Former minister says Government is 'thrashing around' on school reform

The former Labour education secretary, Estelle Morris, last night mounted a scathing attack on the Government's school reforms, warning there was a risk that "we thrash around from one initiative to another" with ministers and senior education figures failing to ask key questions about whether reforms were actually working.
In one of the starkest criticisms of the Government's education policy by a former cabinet minister, Baroness Morris of Yardley said there was "cause for concern for both politicians and educationists" over the lack of impact on disadvantaged children of government schools policies.

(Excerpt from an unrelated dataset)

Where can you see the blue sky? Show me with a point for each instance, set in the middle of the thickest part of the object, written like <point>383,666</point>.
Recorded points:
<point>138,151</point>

Gordon Brown faces largest revolt on EU vote predicts the Telegraph

Backbench rebels said they expected at least 30 Labour MPs to defy the party whips in a final attempt to ensure the British people have a say on the Lisbon Treaty.Gisela Stuart, the Labour MP for Birmingham Edgbaston, said Wednesday's vote could be "very close", although she predicted the Government would scrape home with the support of a majority of the 63 Liberal Democrat MPs.

Threat of war as Venezuela and Ecuador order troops to Colombian border reports the Guardian

Venezuelan and Ecuadorean troops deployed on Colombia's frontier last night as South America's military and diplomatic crisis escalated into a dangerous showdown between President Hugo Chávez and Colombia's US-backed government.
Venezuela started shutting crossing points on the 1,400-mile border to try to isolate its neighbour after Bogotá made a series of extraordinary allegations about the Venezuelan leader funding Marxist guerrillas intent on building a uranium-enriched "dirty" bomb.

The Times adds

President Correa of Ecuador called his Colombian counterpart, Álvaro Uribe, a “bold-faced liar”. President Uribe demanded that the International Criminal Court try President Chávez of Venezuela for genocide.
America weighed in, with President Bush accusing Mr Chávez of “provocative manoeuvres” and declaring US support for Colombia

The Independent reports from

Ashkelon, the new target for Hamas missiles

Ashkelon, a growing city of 120,000 people with its 12km of sandy Mediterranean beaches, gardens and tree-lined boulevards, seems a far cry from the low-income Israeli development town of Sderot, which has borne the brunt of repeated Qassam rocket attacks which have claimed 13 lives in Israel since 2004. Let alone from the Gaza town of Jabalya, about 13km south, where the day's death toll of Palestinians was already in the 40s by the time Mr Biton – one of five people to suffer light to moderate physical injuries from the Grads – was hit on Saturday

US issues warning as China boosts military reports the Telegraph

China's military budget will rise by a fifth this year, the government announced as it rejected American warnings over the threat posed by the rapid modernisation of its armed forces.Officials announced this year's military budget on the eve of the opening of the National People's Congress, the country's rubber-stamp parliament, which meets for two weeks each year.

Back to the Uk and the Mail reports

Dozens of missing schoolchildren feared forced into arranged marriages

Dozens of children are missing from school amid fears they have been forced into arranged marriages, it was revealed yesterday.
In Bradford, 33 children remain "unaccounted for" after being off school for at least two months with no explanation.
The Government is also concerned about another 14 areas of the country where it is feared children under 16 could also be missing from school rolls.

FAMILIES HIT AGAIN AS BORROWING COSTS RISE says the Express

The Halifax and Abbey yesterday decided to pass on to new borrowers the higher cost to banks of buying money in the credit markets.
The move will affect new borrowing by existing customers. First-time buyers will also bear the brunt of the credit squeeze when they try to get on the housing ladder.

Finally the Mirror reports on

Man scoops £3m lottery jackpot after buting last-minute lucky dip ticket

Arthur netted last Wednesday's jackpot with a lucky dip ticket but the dream almost didn't come true. He explained: "I was coming home from work and I thought that I couldn't be bothered to get out and get a ticket.